Free education is not just bad for home students; it is arguably bad for international students too. Until the early 1980s, taxpayers covered much of the costs for international students. When the Thatcher Government changed this, Neil Kinnock told the House of Commons international students would be ‘repelled by higher fees’.

In fact, we can date our success in attracting people from other countries to study here from that moment. When universities started charging international students the full economic costs of their education (and more), their numbers started rising fast. Without this extra source of funding, our higher education sector would be much poorer and much less good than it is.

The rest of the world

The motion of our debate is not, of course, just about England or just about the UK; it is about the whole world. Some countries have no fees for either home or international students. You can run a decent higher education with no fees – no question. Scotland does it here in the UK. Germany does it too. But you tend to find an absence of fees is matched by restrictions on places and less spending on each student’s education.

Let’s go further afield. I want to end by looking at Chile. Until fairly recently, they had the highest tuition fees in the world, relative to local wealth. Then, they elected a President committed to abolishing fees. Unfortunately, she couldn’t find the money to meet her promises in full, but a start was made by abolishing fees for those from poorer households. Three things happened.
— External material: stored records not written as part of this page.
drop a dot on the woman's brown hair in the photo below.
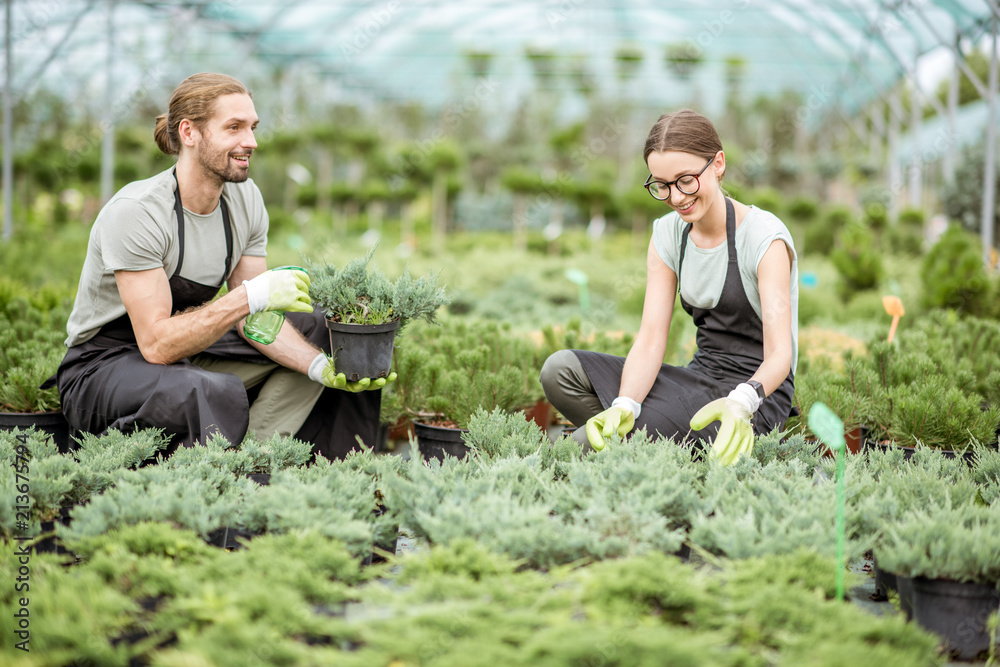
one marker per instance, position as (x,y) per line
(685,131)
(193,99)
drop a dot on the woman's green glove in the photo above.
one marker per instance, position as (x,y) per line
(616,419)
(735,436)
(322,370)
  1. First, the Government did not provide enough money to pay for a full university education so universities were left underfunded.
  2. Secondly, the number of places the Government was willing to fund was capped, limiting the growth of higher education.
  3. Thirdly, those institutions which were able to ran as far away from Government as they could as they wanted to protect their autonomy by avoiding being part of the scheme.

Conclusion

  • I have given you a couple of anecdotes; I have tried to provide some of the trade-offs that policymakers in Whitehall have wrestled with under governments of different colours; and I have looked at other places – Scotland, Germany and Chile – to show why there is only one way you should vote in this debate.